Bir kaç örnek verecek olursam:

“Michael Pollan okuması çok keyifli bir yazardır fakat yazdığı gerçekler keyif vermemektedir. Kitabın satır aralarında verilen ürkütücü bilgiler politik gerçeklerin yansımalarını ortaya koyar. Her gün süpermarketlerde yapılan tercihler geleceğimizi belirler ve bu yapı kitabın konusunu oluşturur. Gıda zinciri boyunca yapılan yolculuk gündelik yaşantının gizli politikalarını derinlemesine bir araştırma niteliğindedir.”
Mark Danner, yazar

“Michael Pollan bir sihirbazdır… Mısıra, domuzlara ve tavuklara dair zihin açıcı ve parlak birtakım açıklamalar getirmektedir. Yediklerimizi nasıl ürettiğimizi, pazarladığımızı ve bundan dolayı nasıl ıstırap çektiğimizi gözler önüne sermektedir. Eğer “akşama ne yiyeceğiz” sorusunun basit bir soru olduğunu düşünüyorsanız Pollan’ın günümüzün gıda sanayisine yönelttiği sert eleştirileri ve ortaya koyduğu etkileyici alternatifleri okuduktan sonra fikrinizi değiştirebilirsiniz. Kitabı o kadar çok beğendim ki bitmesini istemedim.
TheStatileTimes

“Yiyecek zincirine yapılan bu gezinti dondurulmuş gıdaların etiketlerini farklı bir gözle okumanızı, bifteğe uzanırken tereddüt etmenizi ve organik yumurta alıp almamayı düşünmenizi sağlayacaktır Artık asla bir Tavuk McNugget’ına aynı gözle bakamayacaksınız… Pollan vaaz verme meraklısı değildir; ideolojiye teslim olmayacak kadar dikkatli bir yazar ve inatçı bir araştırmacıdır. Aynı zamanda komik ve maceraperesttir.”
publisher wekly

Geçen hafta aldığım Newsweek dergisinde ise dikkatimi çeken başka bir ayrıntı "What you need to read now" başlığı altında bu kitaptan bahsedilmesiydi. Çeşitli konularda(Siyaset, ekonomi, gıda vb. en iyi beyinlerden çıkmış en iyi kitapların listesiydi bu ve gıda bölümü altında Michael Pollan'ın bu kitabından övgüyle bahsediliyordu. Bahsi geçen yazının linki de budur:  newsweek

Taş Devri Diyeti / Prof. Dr. Ahmet AYDIN
Benim için tam bir başucu kitabı oldu bu kitap! Bir kere adına kanıp da bir "diyet kitabı" sanmayın kesinlikle. Cerrahpaşa Tıp Fakültesi Metabolizma ve Beslenme Bilim Dalı başkanı olan Ahmet Aydın son yıllarda üzerine hiç düşünmeden geliştirdiğimiz beslenme şeklindeki ufak değil, basbayağı eşşek büyüklüğündeki hataları nedenleri ve sonuçlarıyla beraber öyle güzel ve akıcı bir dille anlatıyor ki, hem okuduundan sıkılmıyorsun hem de okuduklarından tamamen tatmin oluyorsun. Neden margarin değil de tereyağı yememiz gerektiğinden, UHT sütlerin ardında yatan ekonomik çıkar savaşlarına, kolesterol ve şeker hastalığının ardındaki gerçeklere kadar bir çok konuda resmen "kafa açan" bilgiler içeriyor. Hem kendim tekrar tekrar okudum hem de çevremdekilere resmen silah zoruyla okuttum he he:)
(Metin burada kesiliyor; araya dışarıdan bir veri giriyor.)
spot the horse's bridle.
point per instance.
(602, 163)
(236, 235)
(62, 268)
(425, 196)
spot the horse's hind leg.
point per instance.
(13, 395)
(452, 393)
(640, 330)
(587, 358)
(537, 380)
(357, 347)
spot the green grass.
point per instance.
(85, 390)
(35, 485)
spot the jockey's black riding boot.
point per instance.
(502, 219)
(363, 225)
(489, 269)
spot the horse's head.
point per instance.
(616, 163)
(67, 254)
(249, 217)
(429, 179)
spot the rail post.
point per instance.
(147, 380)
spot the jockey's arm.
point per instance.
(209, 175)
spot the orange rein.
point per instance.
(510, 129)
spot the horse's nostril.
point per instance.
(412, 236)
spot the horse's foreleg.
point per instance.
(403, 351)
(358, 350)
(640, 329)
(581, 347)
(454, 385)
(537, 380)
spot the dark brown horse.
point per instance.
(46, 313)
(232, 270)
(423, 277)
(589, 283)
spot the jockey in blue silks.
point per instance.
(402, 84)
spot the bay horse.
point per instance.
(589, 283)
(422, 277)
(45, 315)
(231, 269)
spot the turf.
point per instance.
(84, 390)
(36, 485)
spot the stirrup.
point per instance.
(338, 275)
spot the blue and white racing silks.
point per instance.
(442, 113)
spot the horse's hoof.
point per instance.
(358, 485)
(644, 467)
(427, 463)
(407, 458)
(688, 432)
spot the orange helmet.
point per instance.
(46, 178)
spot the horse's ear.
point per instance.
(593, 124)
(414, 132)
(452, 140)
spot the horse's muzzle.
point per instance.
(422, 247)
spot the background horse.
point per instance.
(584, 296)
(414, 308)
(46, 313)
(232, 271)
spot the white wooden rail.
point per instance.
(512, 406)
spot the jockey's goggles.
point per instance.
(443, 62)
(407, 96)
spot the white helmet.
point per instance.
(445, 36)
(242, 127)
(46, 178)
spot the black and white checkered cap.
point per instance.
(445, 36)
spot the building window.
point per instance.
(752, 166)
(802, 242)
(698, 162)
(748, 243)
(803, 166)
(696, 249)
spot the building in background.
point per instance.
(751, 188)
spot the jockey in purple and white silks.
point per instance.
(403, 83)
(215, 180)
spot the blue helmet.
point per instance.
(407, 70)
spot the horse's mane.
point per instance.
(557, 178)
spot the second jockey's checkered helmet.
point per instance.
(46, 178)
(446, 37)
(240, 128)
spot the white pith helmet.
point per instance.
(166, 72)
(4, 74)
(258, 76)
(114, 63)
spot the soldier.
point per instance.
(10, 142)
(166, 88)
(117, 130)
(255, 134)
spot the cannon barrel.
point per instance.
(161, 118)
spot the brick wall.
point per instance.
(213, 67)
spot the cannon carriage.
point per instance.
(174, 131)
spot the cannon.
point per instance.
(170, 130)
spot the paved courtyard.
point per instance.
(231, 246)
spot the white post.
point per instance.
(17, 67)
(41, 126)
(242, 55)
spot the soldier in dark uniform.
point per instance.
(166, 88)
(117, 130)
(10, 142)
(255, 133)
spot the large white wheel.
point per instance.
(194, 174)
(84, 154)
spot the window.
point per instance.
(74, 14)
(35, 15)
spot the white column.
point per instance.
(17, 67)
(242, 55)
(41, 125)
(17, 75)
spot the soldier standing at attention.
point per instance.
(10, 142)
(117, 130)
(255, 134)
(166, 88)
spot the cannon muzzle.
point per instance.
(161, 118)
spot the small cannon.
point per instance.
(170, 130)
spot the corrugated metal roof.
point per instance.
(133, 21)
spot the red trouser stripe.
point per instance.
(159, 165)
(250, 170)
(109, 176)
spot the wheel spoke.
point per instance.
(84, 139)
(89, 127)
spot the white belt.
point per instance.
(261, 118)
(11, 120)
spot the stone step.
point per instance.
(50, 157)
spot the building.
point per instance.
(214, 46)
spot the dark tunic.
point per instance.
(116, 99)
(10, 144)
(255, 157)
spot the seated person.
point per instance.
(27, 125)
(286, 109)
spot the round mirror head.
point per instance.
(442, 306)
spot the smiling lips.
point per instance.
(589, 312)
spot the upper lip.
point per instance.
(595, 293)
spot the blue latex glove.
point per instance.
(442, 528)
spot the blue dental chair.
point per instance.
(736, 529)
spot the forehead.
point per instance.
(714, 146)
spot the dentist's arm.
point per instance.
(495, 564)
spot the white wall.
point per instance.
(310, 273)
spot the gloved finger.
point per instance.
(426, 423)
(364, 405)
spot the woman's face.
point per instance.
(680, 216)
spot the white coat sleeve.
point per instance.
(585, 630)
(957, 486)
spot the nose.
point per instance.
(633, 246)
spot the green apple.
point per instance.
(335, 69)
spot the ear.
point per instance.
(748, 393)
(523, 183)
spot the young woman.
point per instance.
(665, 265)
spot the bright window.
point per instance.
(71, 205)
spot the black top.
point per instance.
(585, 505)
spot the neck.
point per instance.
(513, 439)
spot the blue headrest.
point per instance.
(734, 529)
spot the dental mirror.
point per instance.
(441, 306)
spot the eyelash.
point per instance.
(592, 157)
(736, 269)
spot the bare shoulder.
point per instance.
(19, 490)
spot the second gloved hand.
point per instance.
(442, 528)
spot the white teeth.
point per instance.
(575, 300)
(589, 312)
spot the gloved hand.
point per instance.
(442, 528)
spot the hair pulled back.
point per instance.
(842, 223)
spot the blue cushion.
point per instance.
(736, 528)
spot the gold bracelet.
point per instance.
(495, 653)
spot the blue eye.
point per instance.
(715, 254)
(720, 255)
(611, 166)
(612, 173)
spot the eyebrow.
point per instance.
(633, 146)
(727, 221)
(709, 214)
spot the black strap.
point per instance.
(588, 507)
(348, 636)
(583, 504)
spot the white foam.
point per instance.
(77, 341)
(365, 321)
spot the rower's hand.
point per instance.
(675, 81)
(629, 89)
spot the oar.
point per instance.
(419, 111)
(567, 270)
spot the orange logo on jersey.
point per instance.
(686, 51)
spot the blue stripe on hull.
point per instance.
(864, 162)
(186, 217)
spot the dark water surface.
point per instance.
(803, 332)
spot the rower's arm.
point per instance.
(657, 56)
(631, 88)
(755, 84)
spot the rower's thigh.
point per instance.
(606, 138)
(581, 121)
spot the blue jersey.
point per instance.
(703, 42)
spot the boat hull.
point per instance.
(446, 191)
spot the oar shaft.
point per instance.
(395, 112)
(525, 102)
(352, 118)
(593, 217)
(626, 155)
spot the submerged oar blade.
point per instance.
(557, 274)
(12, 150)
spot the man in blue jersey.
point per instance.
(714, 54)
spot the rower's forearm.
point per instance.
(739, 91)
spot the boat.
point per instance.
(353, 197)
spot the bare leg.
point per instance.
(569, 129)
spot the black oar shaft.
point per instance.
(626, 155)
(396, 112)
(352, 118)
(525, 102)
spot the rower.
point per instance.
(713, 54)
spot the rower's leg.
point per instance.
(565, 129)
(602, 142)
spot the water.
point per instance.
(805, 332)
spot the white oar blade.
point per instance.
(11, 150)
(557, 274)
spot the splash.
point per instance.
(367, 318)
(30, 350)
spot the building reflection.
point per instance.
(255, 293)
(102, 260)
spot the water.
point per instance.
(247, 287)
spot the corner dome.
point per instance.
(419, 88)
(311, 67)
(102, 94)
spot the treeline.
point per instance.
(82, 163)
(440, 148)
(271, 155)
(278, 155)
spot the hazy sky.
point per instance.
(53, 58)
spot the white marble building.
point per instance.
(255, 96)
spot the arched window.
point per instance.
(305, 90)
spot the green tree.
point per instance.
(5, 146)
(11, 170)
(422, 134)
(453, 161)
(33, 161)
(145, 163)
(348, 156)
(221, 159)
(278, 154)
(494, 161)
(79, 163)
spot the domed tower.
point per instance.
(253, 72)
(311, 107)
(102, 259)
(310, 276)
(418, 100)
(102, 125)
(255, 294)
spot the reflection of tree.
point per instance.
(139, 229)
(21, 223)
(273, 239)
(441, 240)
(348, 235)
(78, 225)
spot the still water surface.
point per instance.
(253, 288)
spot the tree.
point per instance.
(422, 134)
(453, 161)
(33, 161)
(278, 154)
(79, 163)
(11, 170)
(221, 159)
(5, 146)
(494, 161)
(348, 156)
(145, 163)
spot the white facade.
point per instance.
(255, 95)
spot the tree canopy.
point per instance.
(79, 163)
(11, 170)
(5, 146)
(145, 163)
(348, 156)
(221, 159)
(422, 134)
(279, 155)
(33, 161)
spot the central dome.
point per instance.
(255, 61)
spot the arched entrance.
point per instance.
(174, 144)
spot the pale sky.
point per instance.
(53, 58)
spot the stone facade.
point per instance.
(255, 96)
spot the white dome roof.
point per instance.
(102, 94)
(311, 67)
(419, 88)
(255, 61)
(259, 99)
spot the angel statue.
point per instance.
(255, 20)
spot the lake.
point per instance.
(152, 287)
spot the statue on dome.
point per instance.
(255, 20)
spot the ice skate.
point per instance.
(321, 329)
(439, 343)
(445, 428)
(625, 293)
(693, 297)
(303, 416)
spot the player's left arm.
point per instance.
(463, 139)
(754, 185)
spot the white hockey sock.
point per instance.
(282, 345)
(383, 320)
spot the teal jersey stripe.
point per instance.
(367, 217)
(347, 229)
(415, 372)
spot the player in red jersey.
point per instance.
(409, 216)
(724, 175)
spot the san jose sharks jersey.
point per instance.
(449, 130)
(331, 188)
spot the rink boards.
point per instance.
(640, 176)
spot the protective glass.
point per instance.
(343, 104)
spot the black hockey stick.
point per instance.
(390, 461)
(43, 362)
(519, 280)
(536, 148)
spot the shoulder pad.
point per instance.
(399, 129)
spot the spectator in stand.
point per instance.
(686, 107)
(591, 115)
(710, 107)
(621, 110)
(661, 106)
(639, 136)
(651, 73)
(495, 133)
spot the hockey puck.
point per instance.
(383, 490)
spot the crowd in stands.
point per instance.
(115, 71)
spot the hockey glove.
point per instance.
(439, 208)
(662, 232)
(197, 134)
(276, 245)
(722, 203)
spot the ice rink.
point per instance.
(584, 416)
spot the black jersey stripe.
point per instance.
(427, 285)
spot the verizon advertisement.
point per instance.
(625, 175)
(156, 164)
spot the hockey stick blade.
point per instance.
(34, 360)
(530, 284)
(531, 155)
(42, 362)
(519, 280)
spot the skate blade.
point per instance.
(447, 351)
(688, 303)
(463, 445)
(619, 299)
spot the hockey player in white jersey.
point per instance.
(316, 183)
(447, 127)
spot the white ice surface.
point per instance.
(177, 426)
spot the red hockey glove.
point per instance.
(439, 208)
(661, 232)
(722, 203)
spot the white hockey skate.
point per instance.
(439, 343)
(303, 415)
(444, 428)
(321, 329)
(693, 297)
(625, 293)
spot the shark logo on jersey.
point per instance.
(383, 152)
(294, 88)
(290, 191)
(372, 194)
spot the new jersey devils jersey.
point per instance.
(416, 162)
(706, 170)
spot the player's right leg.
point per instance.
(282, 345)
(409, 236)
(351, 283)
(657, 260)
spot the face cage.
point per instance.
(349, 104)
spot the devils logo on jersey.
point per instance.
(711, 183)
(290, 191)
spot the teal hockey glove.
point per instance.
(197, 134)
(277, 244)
Beyaz Unsuz Şekersiz Hamur İşleri / Arzu AYGEN- Ülfet AYGEN

Evet bu kitaptan da daha önce bahsetmiştim hatırlıyorsanız. Temelde bir tarif kitabı fakat neden beyaz un, neden rafine şeker kullanmamamız üzerine yazdıkları yazılar ve verdikleri daha sağlıklı alternatifler oldukça işe yarıyor. Şeker yerine pekmez kullanmayı bu kitap sayesinde öğrendim mesela:) Ve ilk ekşi mayamı kitaptaki tarife göre yapmıştım zamanında, hey gidi günler:P




Hayvan, Sebze, Mucize / Barbara KINGSOLVER
"NE YERSEK O'YUZ!" kitabın özü aslında.
Şu an okumakta olduğum kitap ve muhteşem gidiyor! Bitirmeden tam bir yorum yapmak istemediğim için kitapla ilgili arka kapak yazısını sunuyorum aşağıda:
"Bu kitap… bir yılı çalıştığımız yerde üretilen yiyecekleri tüketerek, komşularımızla iyi geçinerek, çevremizdeki suyu içip havayı soluyarak geçirmenin ailemizi nasıl değiştirdiğini anlatıyor.'

Yazar Barbara Kingsolver ailesiyle birlikte endüstriyel gıdalarla ilişiğini kesip -kendi deyimiyle göbek bağını kopartıp- soluğu Güney Appalachia'daki çiftliklerinde alır ve bir sene boyunca yalnızca kendi muhitlerinde yetişen yiyecekleri tüketmeye, hatta bunları kendileri yetiştirmeye ya da onlarsız yaşamayı öğrenmeye ant içer.
Anılarla çok ciddi bir gazetecilik araştırmasını harmanlayan Hayvan, Sebze, Mucize büyüleyici anlatımıyla gözlerimizi şu kadim gerçekliğe tekrar tekrar açıyor: Ne yersek oyuz.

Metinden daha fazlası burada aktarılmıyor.